Roberts makes a fairly compelling argument in his dissent (joined by the other conservatives) that this is pretty much mush, and the majority seems to accede as much by noting how "unusual" and "extreme" the facts are in this case.  Roberts skewers them for this as well, arguing that the net result of the decision could be to further erode confidence in the judiciary, rather than to enhance it:  armed with a new "due process" right to a judge uninfluenced by campaign contributions, expect litigants to raise that issue with increasing frequency.

And Ohio might prove a fertile ground for doing so.  Back in early 2008, the Ohio Supreme Court upheld the latest batch of tort reforms passed by the legislature, despite the fact that previous courts had declared virtually identical measures unconstitutional.  The arguable difference, I suggested back then, was that the health and insurance lobbies had provided sizable campaign contributions to candidates for the high court; three of the justices who'd voted to quash the previous legislation had been replaced, and their three replacements all voted to uphold the new law.  In fact, back in 2006 the New York Times did a study of the Ohio Supreme Court which found

that its justices routinely sat on cases after receiving campaign contributions from the parties involved or from groups that filed supporting briefs. On average, they voted in favor of contributors 70 percent of the time...  In the 12 years that were studied, the justices almost never disqualified themselves from hearing their contributors’ cases.  In the 215 cases with the most direct potential conflicts of interest, justices recused themselves just 9 times.

That's not to suggest that justices are bought and sold; that Republican justices would have pro-business tendencies should not come as a surprise.  In short, the justices didn't vote the way they did because of the campaign contributions they got from big business, big business gave them the contributions it did because it knew they were more likely to vote its way.  And we're not talking about a totally uneven playing field.  The dissent in Capertown notes that Justice Benjamin's opponent received the benefit of over $2 million in campaign contributions from a political action committee funded by plaintiff's lawyers.

It's hard to know what effect Caperton will have.  Roberts predicts that it will be quickly jettisoned as it proves unworkable, analogizing it a couple of cases from the 90's.  In the first, U.S. v. Halper, the court was confronted with the question of whether a civil penalty can be prohibited by double jeopardy considerations:  a doctor had been found guilty of Medicare fraud, had been criminally sanctioned, and upon his release from prison had found the government seeking civil sanctions of $130,000 against him.  The Court in Halper had held that this was the "rare case" when a civil penalty was so "overwhelmingly disproportionate" that it constituted a double jeopardy violation; a mere eight years later, in Hudson v. U.S., the Court overruled Halper, finding that the rule it had adopted had "proved unworkable."  (Roberts had first-hand knowledge of Halper; he was appointed by the Court to represent the doctor, and it was his first argument before the Court.)

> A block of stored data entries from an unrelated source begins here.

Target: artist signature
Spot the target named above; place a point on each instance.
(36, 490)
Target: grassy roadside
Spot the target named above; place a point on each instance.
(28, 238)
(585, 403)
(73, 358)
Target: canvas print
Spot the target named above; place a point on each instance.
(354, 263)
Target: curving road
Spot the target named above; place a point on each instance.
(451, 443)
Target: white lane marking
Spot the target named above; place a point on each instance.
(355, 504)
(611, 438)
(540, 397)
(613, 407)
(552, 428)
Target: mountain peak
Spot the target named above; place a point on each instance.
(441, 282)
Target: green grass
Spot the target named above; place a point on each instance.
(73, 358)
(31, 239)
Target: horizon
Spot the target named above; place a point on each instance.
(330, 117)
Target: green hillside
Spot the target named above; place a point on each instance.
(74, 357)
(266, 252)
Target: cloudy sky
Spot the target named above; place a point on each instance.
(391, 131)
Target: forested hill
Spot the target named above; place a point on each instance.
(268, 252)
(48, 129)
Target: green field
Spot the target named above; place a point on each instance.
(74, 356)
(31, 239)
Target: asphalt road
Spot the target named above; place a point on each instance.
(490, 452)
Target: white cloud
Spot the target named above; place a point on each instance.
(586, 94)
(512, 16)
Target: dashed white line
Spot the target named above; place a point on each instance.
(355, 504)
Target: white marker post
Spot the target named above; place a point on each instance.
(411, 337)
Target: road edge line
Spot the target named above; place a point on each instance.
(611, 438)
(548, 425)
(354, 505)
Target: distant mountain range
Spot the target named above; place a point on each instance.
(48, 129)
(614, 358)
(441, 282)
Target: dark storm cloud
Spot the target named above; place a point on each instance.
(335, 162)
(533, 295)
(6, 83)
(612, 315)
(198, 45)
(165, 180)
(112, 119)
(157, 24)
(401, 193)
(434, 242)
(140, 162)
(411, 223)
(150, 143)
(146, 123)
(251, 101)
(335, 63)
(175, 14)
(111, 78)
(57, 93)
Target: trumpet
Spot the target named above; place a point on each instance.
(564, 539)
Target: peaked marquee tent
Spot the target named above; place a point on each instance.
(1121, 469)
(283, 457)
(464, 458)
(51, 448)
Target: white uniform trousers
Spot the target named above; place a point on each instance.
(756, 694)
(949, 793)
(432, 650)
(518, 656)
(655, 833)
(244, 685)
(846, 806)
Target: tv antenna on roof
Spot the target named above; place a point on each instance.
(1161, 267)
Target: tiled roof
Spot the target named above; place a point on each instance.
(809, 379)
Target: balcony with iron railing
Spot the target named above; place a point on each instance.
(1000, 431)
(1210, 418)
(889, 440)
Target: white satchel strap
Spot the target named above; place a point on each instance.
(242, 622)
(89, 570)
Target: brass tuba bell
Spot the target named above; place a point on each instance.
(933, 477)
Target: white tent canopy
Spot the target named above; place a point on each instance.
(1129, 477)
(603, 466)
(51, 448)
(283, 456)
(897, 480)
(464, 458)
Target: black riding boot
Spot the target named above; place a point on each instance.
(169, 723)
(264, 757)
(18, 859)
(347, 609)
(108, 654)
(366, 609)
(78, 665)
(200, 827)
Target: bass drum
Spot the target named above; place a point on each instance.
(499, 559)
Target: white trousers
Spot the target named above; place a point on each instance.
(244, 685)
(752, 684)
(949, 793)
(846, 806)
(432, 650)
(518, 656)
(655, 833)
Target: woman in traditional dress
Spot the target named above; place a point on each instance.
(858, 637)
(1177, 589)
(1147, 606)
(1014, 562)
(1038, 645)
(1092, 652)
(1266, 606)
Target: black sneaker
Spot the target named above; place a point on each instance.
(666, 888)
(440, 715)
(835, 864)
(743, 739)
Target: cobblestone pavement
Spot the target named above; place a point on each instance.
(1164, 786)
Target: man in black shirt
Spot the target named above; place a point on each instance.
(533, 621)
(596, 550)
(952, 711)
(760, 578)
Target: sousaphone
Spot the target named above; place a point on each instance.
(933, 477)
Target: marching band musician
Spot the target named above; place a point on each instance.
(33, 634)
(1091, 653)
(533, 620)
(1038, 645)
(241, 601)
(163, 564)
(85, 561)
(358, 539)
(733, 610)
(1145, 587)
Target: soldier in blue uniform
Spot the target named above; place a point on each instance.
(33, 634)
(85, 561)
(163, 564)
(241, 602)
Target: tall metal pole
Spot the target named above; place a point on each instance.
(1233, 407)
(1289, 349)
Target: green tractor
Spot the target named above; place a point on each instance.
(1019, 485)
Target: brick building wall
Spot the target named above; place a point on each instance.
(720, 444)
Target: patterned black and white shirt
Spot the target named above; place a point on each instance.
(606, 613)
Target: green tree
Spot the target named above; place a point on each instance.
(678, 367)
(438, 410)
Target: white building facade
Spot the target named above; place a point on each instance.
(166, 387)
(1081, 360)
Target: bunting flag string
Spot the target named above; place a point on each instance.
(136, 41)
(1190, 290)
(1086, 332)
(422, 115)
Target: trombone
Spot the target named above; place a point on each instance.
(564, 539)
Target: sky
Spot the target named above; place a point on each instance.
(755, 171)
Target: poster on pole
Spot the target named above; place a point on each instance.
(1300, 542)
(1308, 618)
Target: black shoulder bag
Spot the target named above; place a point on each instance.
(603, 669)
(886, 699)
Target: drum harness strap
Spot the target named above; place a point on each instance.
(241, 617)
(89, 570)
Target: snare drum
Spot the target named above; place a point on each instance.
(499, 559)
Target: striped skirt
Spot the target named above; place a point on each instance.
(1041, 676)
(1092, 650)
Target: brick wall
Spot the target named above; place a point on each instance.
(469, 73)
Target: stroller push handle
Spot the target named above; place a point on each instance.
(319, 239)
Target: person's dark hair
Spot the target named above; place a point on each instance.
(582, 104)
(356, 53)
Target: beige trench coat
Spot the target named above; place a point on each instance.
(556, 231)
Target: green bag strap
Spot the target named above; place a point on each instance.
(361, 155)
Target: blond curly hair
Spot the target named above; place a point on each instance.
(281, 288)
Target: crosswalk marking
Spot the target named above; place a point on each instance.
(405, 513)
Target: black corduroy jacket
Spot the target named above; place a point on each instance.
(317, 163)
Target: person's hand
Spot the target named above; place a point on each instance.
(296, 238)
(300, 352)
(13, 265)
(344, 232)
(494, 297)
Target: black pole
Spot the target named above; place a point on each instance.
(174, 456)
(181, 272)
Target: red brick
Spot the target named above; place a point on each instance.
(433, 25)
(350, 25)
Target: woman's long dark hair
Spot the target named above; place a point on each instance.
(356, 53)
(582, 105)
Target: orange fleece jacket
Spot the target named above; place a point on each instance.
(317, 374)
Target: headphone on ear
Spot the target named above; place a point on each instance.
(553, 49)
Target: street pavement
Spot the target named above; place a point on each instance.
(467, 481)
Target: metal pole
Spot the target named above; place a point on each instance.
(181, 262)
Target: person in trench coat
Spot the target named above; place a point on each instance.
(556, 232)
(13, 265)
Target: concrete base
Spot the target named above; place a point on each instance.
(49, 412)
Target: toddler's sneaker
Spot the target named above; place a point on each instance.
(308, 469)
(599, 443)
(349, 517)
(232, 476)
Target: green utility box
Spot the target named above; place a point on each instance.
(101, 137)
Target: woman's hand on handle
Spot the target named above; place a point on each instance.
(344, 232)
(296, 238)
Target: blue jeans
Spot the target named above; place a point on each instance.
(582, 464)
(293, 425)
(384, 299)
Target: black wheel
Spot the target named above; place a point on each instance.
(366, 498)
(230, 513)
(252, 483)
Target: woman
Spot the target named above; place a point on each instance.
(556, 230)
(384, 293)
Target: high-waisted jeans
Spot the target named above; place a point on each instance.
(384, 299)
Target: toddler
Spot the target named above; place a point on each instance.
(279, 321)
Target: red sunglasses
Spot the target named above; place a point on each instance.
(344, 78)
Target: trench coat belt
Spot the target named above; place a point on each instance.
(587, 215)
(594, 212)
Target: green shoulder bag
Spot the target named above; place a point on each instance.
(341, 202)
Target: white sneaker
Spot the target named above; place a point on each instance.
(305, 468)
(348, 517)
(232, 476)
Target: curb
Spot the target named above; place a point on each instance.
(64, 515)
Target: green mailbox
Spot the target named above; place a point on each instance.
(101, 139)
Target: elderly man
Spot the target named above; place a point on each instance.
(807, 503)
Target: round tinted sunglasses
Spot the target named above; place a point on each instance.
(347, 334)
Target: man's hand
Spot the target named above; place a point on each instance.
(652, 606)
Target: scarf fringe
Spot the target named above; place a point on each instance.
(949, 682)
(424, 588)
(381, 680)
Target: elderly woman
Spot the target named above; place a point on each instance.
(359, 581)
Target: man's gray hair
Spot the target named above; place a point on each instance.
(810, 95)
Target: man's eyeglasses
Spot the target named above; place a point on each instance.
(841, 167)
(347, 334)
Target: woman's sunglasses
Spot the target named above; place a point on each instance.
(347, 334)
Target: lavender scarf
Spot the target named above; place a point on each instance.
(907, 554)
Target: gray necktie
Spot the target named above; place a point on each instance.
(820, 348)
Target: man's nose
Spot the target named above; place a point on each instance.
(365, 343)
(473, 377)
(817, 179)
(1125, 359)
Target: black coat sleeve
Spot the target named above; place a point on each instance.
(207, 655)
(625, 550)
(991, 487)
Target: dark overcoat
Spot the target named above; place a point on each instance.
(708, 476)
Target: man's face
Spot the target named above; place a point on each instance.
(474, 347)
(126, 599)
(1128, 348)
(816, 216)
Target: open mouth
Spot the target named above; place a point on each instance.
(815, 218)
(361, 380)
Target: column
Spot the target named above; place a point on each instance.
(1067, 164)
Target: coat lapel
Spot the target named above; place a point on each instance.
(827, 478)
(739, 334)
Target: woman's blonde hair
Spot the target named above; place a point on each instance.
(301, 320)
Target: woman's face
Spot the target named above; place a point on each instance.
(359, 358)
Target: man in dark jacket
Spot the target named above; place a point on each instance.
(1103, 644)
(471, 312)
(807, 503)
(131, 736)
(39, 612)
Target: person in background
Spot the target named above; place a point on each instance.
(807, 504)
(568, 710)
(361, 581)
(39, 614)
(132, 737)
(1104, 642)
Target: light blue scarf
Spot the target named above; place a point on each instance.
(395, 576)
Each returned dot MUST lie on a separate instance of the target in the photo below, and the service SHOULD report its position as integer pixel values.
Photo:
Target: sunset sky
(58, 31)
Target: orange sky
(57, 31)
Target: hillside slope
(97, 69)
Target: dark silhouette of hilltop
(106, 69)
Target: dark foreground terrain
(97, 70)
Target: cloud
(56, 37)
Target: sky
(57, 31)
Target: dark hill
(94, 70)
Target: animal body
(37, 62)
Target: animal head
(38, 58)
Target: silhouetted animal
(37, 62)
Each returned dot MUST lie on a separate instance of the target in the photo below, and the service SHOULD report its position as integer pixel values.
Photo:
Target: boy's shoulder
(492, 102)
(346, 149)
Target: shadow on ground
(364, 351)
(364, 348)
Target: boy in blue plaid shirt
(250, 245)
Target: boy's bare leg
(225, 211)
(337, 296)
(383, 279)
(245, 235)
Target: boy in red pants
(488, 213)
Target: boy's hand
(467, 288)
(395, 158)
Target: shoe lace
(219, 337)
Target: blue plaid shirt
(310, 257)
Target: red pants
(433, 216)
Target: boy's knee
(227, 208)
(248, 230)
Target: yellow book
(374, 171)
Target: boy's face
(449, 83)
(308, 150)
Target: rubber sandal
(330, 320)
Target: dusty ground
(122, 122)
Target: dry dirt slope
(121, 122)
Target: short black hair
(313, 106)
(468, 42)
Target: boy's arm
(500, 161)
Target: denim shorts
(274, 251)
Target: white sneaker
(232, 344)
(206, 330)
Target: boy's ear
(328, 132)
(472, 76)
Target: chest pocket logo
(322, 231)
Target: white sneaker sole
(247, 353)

Given that the majority's standard for determining bias is reminiscent of Justice Potter Stewart's test for obscenity ("I know it when I see it"), I wouldn't bet against Roberts being right.  The sad thing is that his predictions as to whether this is going to increase or decrease the public's estimation of the integrity of the judiciary is pretty much beside the point:  as long as insurance companies and plaintiff's lawyers are willing to throw large sums of money at judicial elections to the higher courts, it is quite understandable that the public will assume that those organizations wouldn't do that unless they anticipated some return for their money.